Depuis ma démission, je ne suis plus mêlé à ce qui est en train de se passer maintenant au niveau du renouvellement, des réformes de l’Exécutif. J’ai pris mes distances mais je peux porter un regard d’expert. L’avenir de l’ EMB dépend de plusieurs paramètres. Premièrement, de la communauté musulmane elle-même. Comment cette communauté veut-elle vivre sa religiosité dans ce pays ? Comment cette communauté veut-elle gérer le temporel de son culte ? Certains membres de la communauté musulmane ont-ils atteint la maturité nécessaire pour fonctionner à l’égal des autres cultes dans la gestion du temporel ? Je n’en suis pas convaincu.

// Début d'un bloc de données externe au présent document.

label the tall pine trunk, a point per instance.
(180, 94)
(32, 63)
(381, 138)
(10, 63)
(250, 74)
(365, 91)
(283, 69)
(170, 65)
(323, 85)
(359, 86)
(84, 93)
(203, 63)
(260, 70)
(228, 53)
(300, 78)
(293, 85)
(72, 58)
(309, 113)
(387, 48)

Nous n’avons pas les structures des autres cultes, ni leur expérience. C’est pour ça d’ailleurs que tous les 6 ans il y a des réformes. Certains imaginaient que 2020 aurait été la fin du mandat et le début de nouvelles élections. Or, ce qui était prévu, c’est que 2020 soit d’abord l’année de l’évaluation, un processus soumise à la communauté musulmane, discuté, etc. Pour définir si cette formule mise en place en 2014 est la bonne ou pas. Il faut certainement une réforme mais une réforme ne s’impose pas de l’extérieur. Aucun politicien ne peut imposer cette réforme. La clé de sa réussite doit venir des personnes concernées et donc d’elles-mêmes.

Le second paramètre concerne certaines personnes du monde politique belge. Considèrent ils-le culte musulman comme égal aux autres ? Considèrent-ils les citoyens musulmans comme des citoyens à part entière ? Ce qui nous arrive maintenant ou ce qui arrive au culte musulman, certains amis responsables dans d’autres religions reconnues m’ont fait savoir que si 5% de tout ce qui a été fait aux musulmans avait été fait à un autre culte, cela aurait probablement provoquer un séisme. Les musulmans n’ont pas le droit d’avoir des racines et des liens spirituels. Sans ingérences bien entendu qu’elles soient internes ou externes à ce pays, car nous les refusons catégoriquement ! J’ai eu l’occasion de le répéter, de le dire depuis ma prise de fonction au sein de l’Exécutif des musulmans de Belgique, je n’ai jamais permis une ingérence et j’ai travaillé avec mes collègues justement dans le refus de cette ingérence. Les autorités belges avec qui j’ai travaillé en partenariat et le monde académique le confirment aussi. Ma question reste pour certains politiciens : « Etes-vous prêts à considérer les musulmans égaux aux autres croyants de notre société ? A mettre sur un même pied d’égalité tous les cultes et toutes les convictions reconnues dans notre pays ? »  

Une conclusion ?

La Belgique est pour moi un véritable exemple en terme de gestion des cultes et des convictions. Je caresse l’espoir qu’elle le restera à l’avenir. Et que les bonnes volontés de notre pays fassent barrage au populisme montant.